I’m a hyperlocal advocate and a believer that it will play some part in the journalism landscape of the future. But don’t just take my word for it, as Pete Leydon – a Staffordshire University colleague and owner of the NantwichNews site – shows a good example of how this new breed of independent outlets can punch above their weight by providing accuracy, speed and engagement…
One story this week really brought home to me WHY I spend much of my spare time (weekends, late nights and the rest!) producing and editing NantwichNews.
The story of a local man missing in Spain after going out to watch Stoke City play in Europe. By its nature, a story that has potential to shift, change and move at any minute. Speed, accuracy and clarity are needed to deliver it.
But, also, it illustrates why hyperlocal sites like Nantwichnews are best placed as a platform to deliver this and reach a wide audience without deadline, printing and distribution constraints.
It started with a tweet I spotted from a friend. I was in the middle of replying to find out more when a reader contacted me on Facebook with the same story, which came through instantly on my Blackberry. A link from her to the man’s wife, who I made friends with on Facebook and I was interviewing her within seconds. She told me the full story.

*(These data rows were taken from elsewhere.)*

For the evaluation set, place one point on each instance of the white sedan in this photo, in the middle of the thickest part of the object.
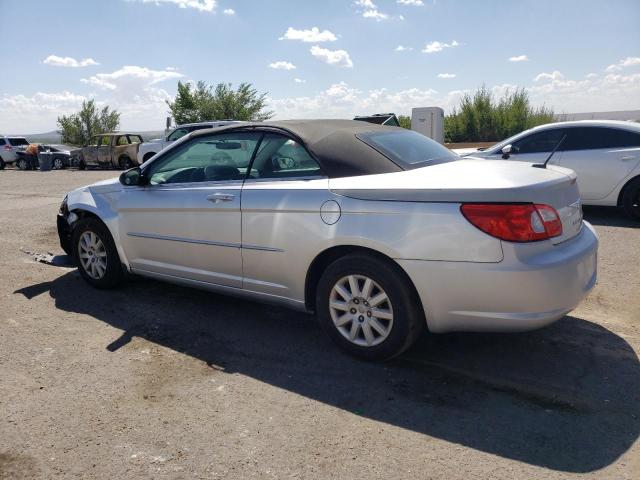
(379, 230)
(604, 153)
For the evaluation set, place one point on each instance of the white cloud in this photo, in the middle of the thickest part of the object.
(313, 35)
(57, 61)
(339, 58)
(343, 101)
(613, 92)
(130, 76)
(625, 62)
(555, 75)
(200, 5)
(436, 46)
(282, 65)
(36, 113)
(371, 10)
(375, 14)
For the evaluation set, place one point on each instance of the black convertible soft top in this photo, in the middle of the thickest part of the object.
(332, 142)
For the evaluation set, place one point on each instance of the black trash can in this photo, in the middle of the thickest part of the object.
(45, 161)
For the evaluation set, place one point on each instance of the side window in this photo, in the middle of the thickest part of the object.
(176, 134)
(281, 157)
(593, 138)
(206, 159)
(627, 139)
(539, 142)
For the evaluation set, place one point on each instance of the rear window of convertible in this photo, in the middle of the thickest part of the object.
(408, 149)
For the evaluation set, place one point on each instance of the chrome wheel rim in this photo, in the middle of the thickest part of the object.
(361, 310)
(93, 255)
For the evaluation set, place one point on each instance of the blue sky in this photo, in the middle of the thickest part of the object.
(574, 56)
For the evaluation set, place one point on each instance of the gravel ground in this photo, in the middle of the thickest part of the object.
(158, 381)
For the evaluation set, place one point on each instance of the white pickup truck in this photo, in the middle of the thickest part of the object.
(150, 148)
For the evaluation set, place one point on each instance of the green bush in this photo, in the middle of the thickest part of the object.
(480, 118)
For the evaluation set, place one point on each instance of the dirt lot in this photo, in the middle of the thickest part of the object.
(157, 381)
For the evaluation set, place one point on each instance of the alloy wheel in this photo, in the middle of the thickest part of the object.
(361, 310)
(92, 255)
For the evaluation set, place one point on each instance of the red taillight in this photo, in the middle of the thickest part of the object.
(514, 222)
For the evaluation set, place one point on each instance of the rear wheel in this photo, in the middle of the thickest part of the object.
(125, 163)
(58, 163)
(631, 199)
(368, 307)
(96, 255)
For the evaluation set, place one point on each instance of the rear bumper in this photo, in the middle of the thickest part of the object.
(532, 287)
(64, 233)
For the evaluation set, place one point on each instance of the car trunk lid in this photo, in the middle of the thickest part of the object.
(469, 181)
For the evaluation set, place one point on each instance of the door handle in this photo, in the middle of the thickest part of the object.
(220, 197)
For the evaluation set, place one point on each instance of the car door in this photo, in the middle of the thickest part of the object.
(90, 152)
(104, 150)
(601, 156)
(537, 146)
(282, 200)
(186, 222)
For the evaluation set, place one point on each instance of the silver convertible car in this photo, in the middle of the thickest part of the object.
(379, 230)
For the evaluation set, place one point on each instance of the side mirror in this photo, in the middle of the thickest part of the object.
(132, 177)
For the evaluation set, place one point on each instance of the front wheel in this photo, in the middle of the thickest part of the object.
(368, 307)
(631, 199)
(96, 255)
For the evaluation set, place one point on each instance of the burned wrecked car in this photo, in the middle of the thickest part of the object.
(109, 150)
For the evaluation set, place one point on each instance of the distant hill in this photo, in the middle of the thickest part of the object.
(54, 137)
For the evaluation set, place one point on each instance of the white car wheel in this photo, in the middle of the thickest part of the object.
(361, 310)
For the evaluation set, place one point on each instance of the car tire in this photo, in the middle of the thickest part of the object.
(631, 199)
(58, 163)
(95, 254)
(125, 163)
(360, 323)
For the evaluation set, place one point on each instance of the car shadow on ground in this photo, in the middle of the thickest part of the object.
(608, 216)
(566, 397)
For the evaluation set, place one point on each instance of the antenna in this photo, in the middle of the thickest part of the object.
(544, 165)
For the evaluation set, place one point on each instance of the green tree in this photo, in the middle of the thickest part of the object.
(203, 102)
(482, 118)
(78, 128)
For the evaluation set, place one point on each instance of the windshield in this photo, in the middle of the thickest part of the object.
(408, 149)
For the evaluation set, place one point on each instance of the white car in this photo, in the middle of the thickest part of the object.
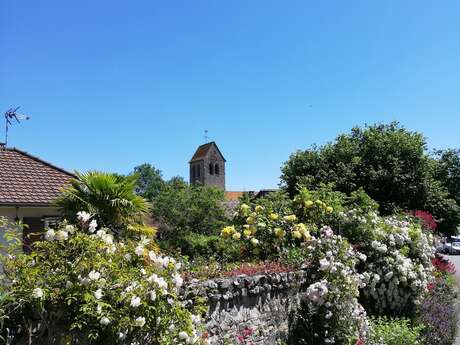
(450, 245)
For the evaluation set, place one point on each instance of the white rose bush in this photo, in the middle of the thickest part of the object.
(82, 286)
(398, 266)
(330, 313)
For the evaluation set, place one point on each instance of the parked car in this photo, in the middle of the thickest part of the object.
(449, 245)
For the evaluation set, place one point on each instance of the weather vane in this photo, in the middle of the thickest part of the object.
(11, 115)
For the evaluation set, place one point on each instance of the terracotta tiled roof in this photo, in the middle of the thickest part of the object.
(27, 180)
(202, 150)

While I was interviewing her, I emailed my police contact who returned with a comment to firm up the story within five minutes. The full 300-word story was ‘Live’ in about 20 minutes from the first tip-off – with pictures from the wife’s Facebook page. Seconds later, I sent the story out on Twitter via Hootsuite. It was re-tweeted 40 times that day.
I updated the story twice more that day – with a new picture and new information. By the end of that day, the story had racked up 6,000 views… BBC Stoke contacted me for details, the local papers were way behind desperately pulling together the scraps.
The story was accurate, clear and, more importantly, gained the trust of the family. Because when she received a call from police the following day to say he had been found in a hotel, she messaged me on Facebook first. After dashing out of a meeting, I updated the story within minutes.
His family and friends have actually messaged to thank me for the coverage and for helping to get the appeal out so quickly to a massive audience.
One local newspaper printed an inaccurate story the next day which led to complaints.
It’s one of hundreds of examples up and down the country in which mainstream, larger outlets are way behind the story. It’s the old ‘turning an oil tanker around’ analogy.
And it’s one of the many reasons why readers/audiences are leaving newspapers in their droves and turning to local sites they can trust.